Steve:Brewer-Cliftonとしてはありません。Brewer-Cliftonは6種類のChardonnayと6種類のPinot Noirを作っていますが,そのコンセプトは,違いは畑だけ,ということです。同じ樽,同じイースト,同じ時間をかけ,同じ日にボトリングします。もし畑を買ったらそれだけ特別に扱いたくなってしまいます。正確に言うと我々はブドウを“買う”のではありません。畑をリースしているのです。畑の作業はすべて自分たちでやります。
Q:そういった方法を取るのはとってもユニークですね。例えばブルゴーニュだと,いい畑に新樽を多く使ったりしますが。
Steve:樽に関しては1/3が新しいもの1/3が1年経ったもの,残りが2年以上というルールでやっています。

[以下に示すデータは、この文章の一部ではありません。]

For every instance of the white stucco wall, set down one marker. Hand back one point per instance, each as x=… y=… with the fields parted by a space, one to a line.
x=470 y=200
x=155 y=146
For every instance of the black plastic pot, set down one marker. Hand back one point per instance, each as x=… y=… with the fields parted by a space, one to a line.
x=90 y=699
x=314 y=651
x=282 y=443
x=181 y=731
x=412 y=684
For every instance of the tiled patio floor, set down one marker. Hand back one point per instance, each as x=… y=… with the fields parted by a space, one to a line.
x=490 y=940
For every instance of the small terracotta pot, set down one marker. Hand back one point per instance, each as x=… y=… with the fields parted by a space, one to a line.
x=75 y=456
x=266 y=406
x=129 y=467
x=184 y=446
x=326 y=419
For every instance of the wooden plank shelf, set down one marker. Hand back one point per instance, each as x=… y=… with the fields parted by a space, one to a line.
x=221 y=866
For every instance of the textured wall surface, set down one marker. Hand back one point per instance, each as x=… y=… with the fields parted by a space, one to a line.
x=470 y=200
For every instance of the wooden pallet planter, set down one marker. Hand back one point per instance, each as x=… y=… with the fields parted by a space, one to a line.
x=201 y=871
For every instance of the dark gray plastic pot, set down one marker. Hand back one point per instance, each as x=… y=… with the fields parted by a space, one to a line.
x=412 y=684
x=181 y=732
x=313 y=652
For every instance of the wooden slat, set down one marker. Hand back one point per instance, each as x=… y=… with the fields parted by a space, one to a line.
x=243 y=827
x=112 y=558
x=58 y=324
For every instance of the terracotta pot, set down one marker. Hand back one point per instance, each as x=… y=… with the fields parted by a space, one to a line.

Q:すべての畑を同じに扱うというのはすごく実験的に感じます。
Steve:それこそが我々がいつも言っていることで,これはただの実験です。ほかの多くのプロデューサは,我々のやり方を聞くと,少し腹を立てるんです。「あなた方はその畑から最もおいしくなるようにワインを作るべきだ」とね。ところが我々はどれが「ベスト」だとか「ワースト」とか「ポジティブ」とか「ネガティブ」とか考えないのです。我々はただ畑の間の「違い」を見せたいのです。そのための一番いい方法が,全部を同じ方法で扱うことです。6種類のChardonnayはどれも大きく違います。これがただのサイトの違いなのです。場所の違いを感じるのは手法の違いよりももっと面白く感じます。
Q:毎年同じやり方なのですか?
Steve:唯一変えたのは,Pinot Noir用のイーストをRC212というものにしたことです。前のイーストはワインをスパイシーにするものでした。ただ,我々は全く除梗しないのでスパイシーになりがちです。スパイシーにスパイシーが重なるのを避けるためにイーストを変えたのです。
Q:PalminaとB-Cの違いを教えてください。
Steve:PalminaとB-Cは大きく違います。多くのカリフォルニアのワイナリはリースリングからカベルネ,シラーまであらゆる種類を手がけようとしています。どこにフォーカスしているのかわかりません。それに対してPalminaではイタリアン品種だけです。B-CではChardonnayとPinotだけ。その間で意識が切り替わるのです。Palminaのマーケティングにはいろいろ考えなければいけません。これらはアメリカ人にとって新しいものなので,“教えること”から始めないといけないのです。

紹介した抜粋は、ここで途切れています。